Dick Parsons is stepping down as CEO under some pressure, and Stan O’Neal was pressured right out of Merrill Lynch. But rice baron/recently appointed CEO Uncle Ben and his corporate chieftain friends, Aunt Jemima and Rastus, the Cream of Wheat Guy (yes, that’s his name, really) remain at the helm of their respective corporations.
Sure, they’re only logo characters, but maybe it’s an object lesson to real Black CEOs - offend only Black people and you can stay forever.
High Jive at multicultclassics has a post about the problems the Uncle Ben’s folks have been having with response to that character’s repositioning.
I don’t feel any less intelligent today, but, then again I’m not a Nobel Prize winner. There’s been plenty of dust thrown up in the last 48 hours over comments by James Watson, who was quoted in The Sunday Times as saying “he hates black people,” he was “inherently
gloomy about the prospect of Africa…all our social policies are based on the fact that their intelligence is the same as ours - whereas all the testing says not really.” Um…well, I’m a bit gloomy about Africa too, but that’s more about the first world myopia around genocidal regimes and the Sub-Saharan HIV/AIDS epidemic. Guess I had it all wrong. Mr. Watson had been in the midst of a tour to promote his new book, “Black People Ain’t Smart,” “Avoid Boring People,” which I suppose, in the vein of all publicity being good, will now either begin tanking or raking in sales. And frankly, he’ll need those royalty checks since he’s been suspended from his job. Now I may not be a smart man BUT I do know that race baiting is probably not the way you want to kick off a promotional tour.

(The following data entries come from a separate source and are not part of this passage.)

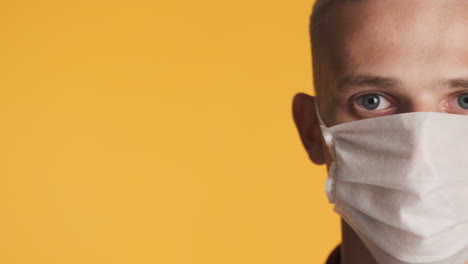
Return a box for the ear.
[292,93,325,165]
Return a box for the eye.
[457,93,468,109]
[356,93,392,110]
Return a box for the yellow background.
[0,0,340,264]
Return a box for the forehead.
[327,0,468,86]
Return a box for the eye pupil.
[458,93,468,109]
[363,94,380,110]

Speaking of imagery, here’s some of that good old-fashioned German sensitivity on display in this recent UNICEF Germany campaign to African aid.UNICEF has been handily slapped about the face for this poor handled exercise in Everybody is African - ism that has been permeating print campaigns for aid to Africa of late. For the record, UNICEF apologized “for any offense it may have caused.”

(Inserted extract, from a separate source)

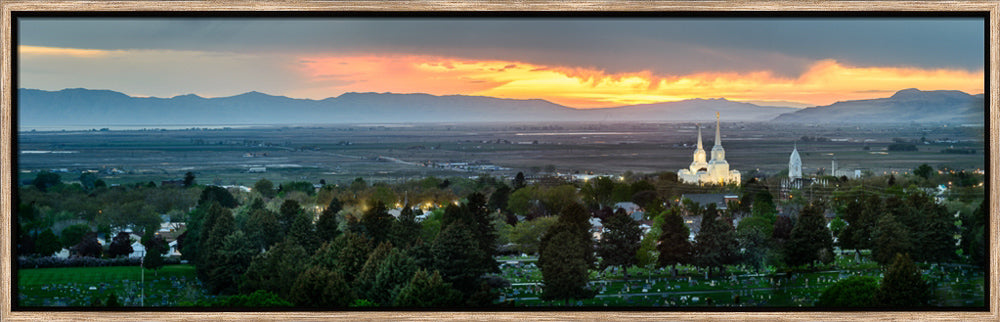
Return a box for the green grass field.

Nevertheless, international advertisers are apparently clueless about trends in the industry, since they seem to continue to make the same stupid mistakes.
As in this campaign from computer chip maker, Intel, which also promoted a recent apology.
And this momentary lapse in judgement from Sony which ran on billboards in Holland.
It’s all very interesting that major corporations, many of whom have to be convinced with a hammer that diversity is important in hiring because of cultural differences, seem to have no problem understanding the kind cultural differences that allow them to get away with the kind of borderline racist advertising in Europe that would never fly in the United States.